A simple branching strategy for a development team could be the following:

  • Main
    • Code builds
    • Only potentially releasable code is checked into this branch.
    • Code passes all unit tests.
  • Release
    • Only regression tested, released code is checked into this branch.
    • Only bug fixes related to the released version should be checked in.

The idea is that each developer works on user stories and only checks code in when the branch policy has been satisfied. Once all users stories in the Main branch are ready to be released, a branch is created from Main. Developers continue to work on the next release out of the Main branch while maintenance fixes are checked into the release branch. At some point before the next release, the bug fixes in the release branch are merged back into the Main branch so they'll be present in subsequent releases.

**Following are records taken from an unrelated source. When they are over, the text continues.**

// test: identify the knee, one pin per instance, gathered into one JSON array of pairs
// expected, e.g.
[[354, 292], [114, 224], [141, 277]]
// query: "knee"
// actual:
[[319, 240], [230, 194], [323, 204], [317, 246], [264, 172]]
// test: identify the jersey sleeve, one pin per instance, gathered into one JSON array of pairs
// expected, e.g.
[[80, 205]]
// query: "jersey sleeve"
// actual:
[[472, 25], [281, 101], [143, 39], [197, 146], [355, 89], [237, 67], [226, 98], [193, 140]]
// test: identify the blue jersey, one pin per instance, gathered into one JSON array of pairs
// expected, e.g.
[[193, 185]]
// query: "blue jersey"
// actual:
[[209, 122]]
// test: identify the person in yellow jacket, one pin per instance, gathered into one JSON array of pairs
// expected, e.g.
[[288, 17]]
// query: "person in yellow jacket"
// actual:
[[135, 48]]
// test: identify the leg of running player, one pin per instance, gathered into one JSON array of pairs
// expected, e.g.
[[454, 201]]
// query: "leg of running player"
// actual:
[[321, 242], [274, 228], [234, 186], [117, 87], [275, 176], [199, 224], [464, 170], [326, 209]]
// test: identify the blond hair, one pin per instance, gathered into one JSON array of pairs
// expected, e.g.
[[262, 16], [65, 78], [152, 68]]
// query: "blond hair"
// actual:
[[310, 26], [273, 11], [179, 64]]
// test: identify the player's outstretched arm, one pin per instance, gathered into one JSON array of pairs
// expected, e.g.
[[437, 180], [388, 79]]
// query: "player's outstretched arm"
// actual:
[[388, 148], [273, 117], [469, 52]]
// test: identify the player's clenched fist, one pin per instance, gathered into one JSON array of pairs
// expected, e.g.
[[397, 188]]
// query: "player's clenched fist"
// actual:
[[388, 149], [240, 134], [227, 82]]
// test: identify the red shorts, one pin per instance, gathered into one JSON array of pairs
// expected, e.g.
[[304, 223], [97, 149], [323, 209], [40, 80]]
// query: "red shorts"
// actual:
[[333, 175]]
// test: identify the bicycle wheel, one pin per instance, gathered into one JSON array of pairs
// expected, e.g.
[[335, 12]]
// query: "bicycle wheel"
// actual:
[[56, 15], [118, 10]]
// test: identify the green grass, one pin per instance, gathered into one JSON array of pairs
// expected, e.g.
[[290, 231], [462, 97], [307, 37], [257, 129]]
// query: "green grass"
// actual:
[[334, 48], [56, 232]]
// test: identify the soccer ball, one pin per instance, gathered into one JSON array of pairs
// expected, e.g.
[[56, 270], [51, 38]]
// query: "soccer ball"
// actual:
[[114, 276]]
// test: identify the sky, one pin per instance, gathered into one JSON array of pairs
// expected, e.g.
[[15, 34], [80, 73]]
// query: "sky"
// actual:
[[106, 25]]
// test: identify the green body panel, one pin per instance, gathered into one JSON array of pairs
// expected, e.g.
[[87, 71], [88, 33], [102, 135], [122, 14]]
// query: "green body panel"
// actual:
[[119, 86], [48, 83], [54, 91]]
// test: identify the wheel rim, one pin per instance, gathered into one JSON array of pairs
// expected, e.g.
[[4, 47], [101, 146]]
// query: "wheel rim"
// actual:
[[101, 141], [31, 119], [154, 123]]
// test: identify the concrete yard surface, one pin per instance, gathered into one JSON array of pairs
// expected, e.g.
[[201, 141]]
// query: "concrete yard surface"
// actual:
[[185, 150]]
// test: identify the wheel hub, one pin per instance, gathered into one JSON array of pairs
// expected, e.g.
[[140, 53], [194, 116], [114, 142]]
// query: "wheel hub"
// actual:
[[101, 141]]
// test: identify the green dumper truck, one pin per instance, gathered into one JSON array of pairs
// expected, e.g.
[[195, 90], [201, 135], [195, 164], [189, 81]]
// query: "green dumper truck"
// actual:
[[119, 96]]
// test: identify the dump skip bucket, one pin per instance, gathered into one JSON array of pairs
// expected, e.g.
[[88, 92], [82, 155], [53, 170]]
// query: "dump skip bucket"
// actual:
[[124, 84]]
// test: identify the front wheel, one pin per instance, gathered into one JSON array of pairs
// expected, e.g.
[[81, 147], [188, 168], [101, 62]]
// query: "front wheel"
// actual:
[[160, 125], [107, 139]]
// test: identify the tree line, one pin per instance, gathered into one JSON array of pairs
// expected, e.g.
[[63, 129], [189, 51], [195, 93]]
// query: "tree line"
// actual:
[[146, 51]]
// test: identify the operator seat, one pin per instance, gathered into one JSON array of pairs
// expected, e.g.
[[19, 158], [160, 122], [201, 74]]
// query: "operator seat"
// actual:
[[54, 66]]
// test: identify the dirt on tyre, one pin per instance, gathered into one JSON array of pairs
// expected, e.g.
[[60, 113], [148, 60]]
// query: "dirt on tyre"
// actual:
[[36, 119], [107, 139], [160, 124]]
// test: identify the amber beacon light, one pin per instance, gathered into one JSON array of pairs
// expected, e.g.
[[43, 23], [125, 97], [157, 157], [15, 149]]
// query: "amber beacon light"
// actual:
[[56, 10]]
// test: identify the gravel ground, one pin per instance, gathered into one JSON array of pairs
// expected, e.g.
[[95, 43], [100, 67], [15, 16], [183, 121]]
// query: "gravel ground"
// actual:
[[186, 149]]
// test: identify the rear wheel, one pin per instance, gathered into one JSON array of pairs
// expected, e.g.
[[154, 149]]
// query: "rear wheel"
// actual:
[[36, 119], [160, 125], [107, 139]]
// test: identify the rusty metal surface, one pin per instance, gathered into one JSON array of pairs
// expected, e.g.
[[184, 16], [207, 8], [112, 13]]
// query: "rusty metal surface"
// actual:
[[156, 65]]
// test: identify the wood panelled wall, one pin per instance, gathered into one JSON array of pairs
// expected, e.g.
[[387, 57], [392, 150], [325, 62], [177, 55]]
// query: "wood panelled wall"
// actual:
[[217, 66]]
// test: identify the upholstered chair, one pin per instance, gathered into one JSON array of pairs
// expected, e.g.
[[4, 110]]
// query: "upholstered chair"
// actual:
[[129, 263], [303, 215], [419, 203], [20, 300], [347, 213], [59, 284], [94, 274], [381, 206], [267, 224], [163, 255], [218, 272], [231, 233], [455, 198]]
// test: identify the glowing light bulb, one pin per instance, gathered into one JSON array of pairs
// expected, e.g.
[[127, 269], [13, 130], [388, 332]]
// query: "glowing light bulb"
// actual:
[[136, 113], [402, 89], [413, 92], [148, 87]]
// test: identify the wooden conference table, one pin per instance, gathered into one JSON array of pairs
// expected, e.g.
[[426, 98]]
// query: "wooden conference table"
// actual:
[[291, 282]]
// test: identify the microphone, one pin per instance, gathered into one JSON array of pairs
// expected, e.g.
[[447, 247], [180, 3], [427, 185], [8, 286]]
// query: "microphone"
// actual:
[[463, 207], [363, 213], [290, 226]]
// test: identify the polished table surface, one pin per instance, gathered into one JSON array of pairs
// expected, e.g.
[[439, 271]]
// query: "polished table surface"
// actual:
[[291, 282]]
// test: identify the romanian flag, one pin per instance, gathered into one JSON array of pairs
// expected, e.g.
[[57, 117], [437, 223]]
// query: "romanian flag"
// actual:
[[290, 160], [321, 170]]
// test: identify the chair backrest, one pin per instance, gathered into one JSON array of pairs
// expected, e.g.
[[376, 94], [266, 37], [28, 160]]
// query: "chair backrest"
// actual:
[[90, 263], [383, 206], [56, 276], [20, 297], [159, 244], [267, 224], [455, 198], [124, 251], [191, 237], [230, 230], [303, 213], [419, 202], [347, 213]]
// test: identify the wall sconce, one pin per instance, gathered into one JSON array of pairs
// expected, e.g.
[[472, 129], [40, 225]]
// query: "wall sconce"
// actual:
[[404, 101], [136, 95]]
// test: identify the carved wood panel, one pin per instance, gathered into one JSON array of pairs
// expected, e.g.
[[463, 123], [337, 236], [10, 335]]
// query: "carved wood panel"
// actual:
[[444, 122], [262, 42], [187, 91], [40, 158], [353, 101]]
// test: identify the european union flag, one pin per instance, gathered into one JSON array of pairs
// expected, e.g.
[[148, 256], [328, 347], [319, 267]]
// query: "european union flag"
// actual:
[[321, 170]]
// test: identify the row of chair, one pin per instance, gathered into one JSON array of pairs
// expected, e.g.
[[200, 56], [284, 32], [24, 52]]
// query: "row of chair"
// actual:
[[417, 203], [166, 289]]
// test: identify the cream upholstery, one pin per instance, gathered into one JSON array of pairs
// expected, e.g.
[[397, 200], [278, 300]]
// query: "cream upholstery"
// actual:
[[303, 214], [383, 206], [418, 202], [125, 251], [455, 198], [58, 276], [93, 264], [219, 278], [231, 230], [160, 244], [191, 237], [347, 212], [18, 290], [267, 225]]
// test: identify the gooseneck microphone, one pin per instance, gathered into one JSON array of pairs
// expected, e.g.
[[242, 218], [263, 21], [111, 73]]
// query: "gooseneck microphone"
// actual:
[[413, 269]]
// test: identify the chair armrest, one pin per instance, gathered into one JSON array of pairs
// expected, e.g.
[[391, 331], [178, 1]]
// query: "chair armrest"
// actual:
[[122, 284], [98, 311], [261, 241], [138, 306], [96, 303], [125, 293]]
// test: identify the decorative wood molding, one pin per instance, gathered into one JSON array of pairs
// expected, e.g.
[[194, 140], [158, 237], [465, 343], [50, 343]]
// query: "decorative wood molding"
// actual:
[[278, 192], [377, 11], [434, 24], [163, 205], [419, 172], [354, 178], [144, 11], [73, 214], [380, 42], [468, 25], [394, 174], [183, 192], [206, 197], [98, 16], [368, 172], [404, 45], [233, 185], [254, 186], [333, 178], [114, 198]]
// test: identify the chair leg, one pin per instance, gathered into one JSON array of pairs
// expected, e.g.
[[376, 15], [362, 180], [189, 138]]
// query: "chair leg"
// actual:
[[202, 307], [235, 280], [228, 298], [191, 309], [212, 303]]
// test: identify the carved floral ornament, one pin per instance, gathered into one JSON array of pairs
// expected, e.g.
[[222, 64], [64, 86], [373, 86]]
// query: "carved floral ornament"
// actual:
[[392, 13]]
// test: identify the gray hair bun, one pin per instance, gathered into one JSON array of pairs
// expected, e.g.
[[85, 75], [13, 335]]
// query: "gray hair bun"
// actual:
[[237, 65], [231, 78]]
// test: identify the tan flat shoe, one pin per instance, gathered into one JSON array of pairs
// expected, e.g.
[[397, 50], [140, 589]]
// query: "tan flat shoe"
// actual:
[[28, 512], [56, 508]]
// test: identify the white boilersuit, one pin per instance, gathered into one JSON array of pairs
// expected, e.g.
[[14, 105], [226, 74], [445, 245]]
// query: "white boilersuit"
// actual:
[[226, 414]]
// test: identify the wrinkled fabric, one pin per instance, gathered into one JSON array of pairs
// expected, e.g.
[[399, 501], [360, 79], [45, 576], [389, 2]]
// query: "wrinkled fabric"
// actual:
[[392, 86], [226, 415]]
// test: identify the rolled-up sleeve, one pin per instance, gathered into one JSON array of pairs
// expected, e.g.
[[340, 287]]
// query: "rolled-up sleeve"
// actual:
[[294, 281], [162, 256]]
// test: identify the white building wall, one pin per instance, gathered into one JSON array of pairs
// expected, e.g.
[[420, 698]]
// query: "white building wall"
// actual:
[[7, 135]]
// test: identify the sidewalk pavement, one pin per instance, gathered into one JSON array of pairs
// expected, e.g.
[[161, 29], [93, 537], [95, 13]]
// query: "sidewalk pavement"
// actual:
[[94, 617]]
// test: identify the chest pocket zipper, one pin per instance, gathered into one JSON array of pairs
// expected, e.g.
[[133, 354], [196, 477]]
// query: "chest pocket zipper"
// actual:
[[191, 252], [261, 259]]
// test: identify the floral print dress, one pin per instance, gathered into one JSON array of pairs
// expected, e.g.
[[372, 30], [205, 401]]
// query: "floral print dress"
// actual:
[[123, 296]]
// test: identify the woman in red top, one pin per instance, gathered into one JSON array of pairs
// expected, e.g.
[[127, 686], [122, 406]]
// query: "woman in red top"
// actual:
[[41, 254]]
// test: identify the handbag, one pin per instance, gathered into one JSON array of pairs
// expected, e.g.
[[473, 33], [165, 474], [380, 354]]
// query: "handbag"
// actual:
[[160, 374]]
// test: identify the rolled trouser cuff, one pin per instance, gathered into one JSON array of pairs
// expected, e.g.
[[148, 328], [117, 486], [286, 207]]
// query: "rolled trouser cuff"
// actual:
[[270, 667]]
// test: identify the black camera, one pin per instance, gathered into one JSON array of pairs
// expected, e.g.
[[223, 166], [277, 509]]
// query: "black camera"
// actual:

Let's discuss what happens when we scale this to 4 development teams. Right away, team's will notice that the build breaks more often. Why? Because instead of 6 or 7 people checking in code, we now have close to 30 people checking in code. As humans, we make mistakes and now those mistakes are going to happen more often and when it does, it hurts everyone. Another thing that you'll start to see is fewer check-ins from developers. The reason is because every time someone checks in code, everyone else has to pull it down and merge. When this happens, you have to retest what you were working on to make sure it still works, which takes more time.You'll also see the opposite, more check-ins (but ones that break the branch policy). A small number of developers will get tired of merging code and will be more prone to check in code that hasn't been fully tested. What's needed is some sort of isolation among the teams so that each team will be less likely to interfere with another team.

Multi-Team Strategy

The pattern that I've experienced that works well is for each team to have their own branch, and then have an integration branch to integrate the features being developed in the development branches.

  • Team
    • Code reviewed
    • Code builds
    • Code passes all unit tests
  • Main
    • Only potentially releasable code is checked into this branch.
    • Must be regression tested
  • Release
    • Only regression tested, released code is checked into this branch.
    • Only bug fixes related to the released version should be checked in.

Team A and Team B are both working on user stories. Team A finishes story A.1 and merges that code into the Main branch. Later, Team B finishes story B.1 and before pushing it to Main, pulls down the latest code from Main (which contains A.1). Once the Team B branch is in sync with Main, the code is merged into Main. The cycle keeps going until the end of the iteration. When it's time to cut a release, the Release branch is branched from Main. Bug fixes found in the release are fixed in the Release branch and merged down into the Main branch, which will eventually make it's way into the team branches.

With this pattern, each team is free to check in and work as the did with the first pattern. In fact, the branch policy is more relaxed because all of the QA and integration is done in the Main branch, which allows for more intermediate check-ins into the team branch. As is with developer workspaces, the more you pull down from the Main branch and merge, the easier it becomes.